BOA VISTA (RR) – Invasores do território Yanomami, em Roraima, fizeram um vídeo durante sobrevoo ilegal de helicóptero a uma região habitada por indígenas Moxihatëtëa, que são isolados. O post no TikTok teve como título “índios canibais em Roraima” e foi publicado na segunda-feira, 13, mas foi apagado. Apesar disso, o registro foi feito pela Urihi Associação Yanomami, que pede providências do governo federal.

A lei brasileira protege, de forma especial, os indígenas que nunca tiveram contato ou são de recente contato com não indígenas. Segundo a Fundação Nacional dos Povos Originários (Funai), existem ao menos 114 grupos isolados no Brasil, a grande maioria na Amazônia. Nas imagens, ao menos dois homens falam sobre os indígenas, que estariam lançando flechas contra a aeronave. Um deles diz: “bando de viado (…) olha lá os canibal [sic] para quem nunca viu”. O vídeo foi compartilhado pelo presidente da Urihi Associação Yanomami no Twitter. Veja abaixo:

Os Moxihatëtëa vivem em total isolamento, sem contato com outros indígenas ou não indígenas, e sobrevivem exclusivamente do que cultivam e caçam na floresta. Apesar de não terem contato com os demais Yanomami, eles são considerados um subgrupo da mesma etnia, porque possuem o mesmo tronco linguístico e chegaram a ser dados como extintos nos anos 1990.

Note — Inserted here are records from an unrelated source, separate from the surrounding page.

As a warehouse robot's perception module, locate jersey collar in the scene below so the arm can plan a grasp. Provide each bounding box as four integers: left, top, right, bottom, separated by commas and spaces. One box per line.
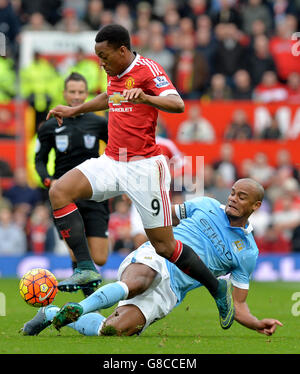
117, 52, 140, 78
220, 204, 253, 235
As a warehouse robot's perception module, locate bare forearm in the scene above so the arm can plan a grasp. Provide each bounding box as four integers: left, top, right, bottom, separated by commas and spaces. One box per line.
73, 93, 108, 115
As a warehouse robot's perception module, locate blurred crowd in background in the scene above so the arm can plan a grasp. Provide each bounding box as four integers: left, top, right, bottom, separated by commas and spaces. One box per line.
0, 0, 300, 255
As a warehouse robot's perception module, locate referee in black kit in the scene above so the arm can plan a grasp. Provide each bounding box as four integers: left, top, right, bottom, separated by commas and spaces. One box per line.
35, 73, 109, 296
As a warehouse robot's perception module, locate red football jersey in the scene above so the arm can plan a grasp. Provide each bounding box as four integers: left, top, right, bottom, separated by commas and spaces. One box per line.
105, 54, 178, 161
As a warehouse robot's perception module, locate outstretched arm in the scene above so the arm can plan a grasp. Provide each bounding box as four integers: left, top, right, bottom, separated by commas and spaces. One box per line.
123, 88, 184, 113
232, 287, 283, 336
47, 92, 108, 126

A existência do grupo foi confirmada em um sobrevoo em meados de 2006. As primeiras fotografias da comunidade foram divulgadas em novembro de 2016, após um sobrevoo na região realizado pela Funai.

A partir dali, a Funai passou a monitorar este povo. Hoje, a maior ameaça aos Moxihatëtëma é a proximidade com os garimpos ilegais. Na região do Alto Catrimani 1, onde fica a aldeia Moxihatëtëma, já houve relatos de que rotas que dão acesso às áreas de exploração de ouro foram abertas a 15 quilômetros da aldeia. As rotas abrem espaço para a entrada de maquinário pesado, como retroescavadeiras que estavam a serviço do garimpo.

Região onde fica os Moxihatëtëa, no território Yanomami (Guilherme Gnipper/FPEYY/Funai)
Cobranças

A Urihi Associação Yanomami cobrou proteção ao povo em ofício enviado, hoje, à Fundação Nacional dos Povos Indígenas (Funai), aos ministérios dos Direitos Humanos e dos Povos Indígenas, à Polícia Federal (PF), ao Ministério Público Federal (MPF) e ao Exército. Segundo Júnior Herukari Yanomami, o povo Moxihatëtëa não mantém contato com não indígenas, nem sequer com outros indígenas Yanomami. Um eventual contato deles com não indígenas poderia resultar em uma tragédia.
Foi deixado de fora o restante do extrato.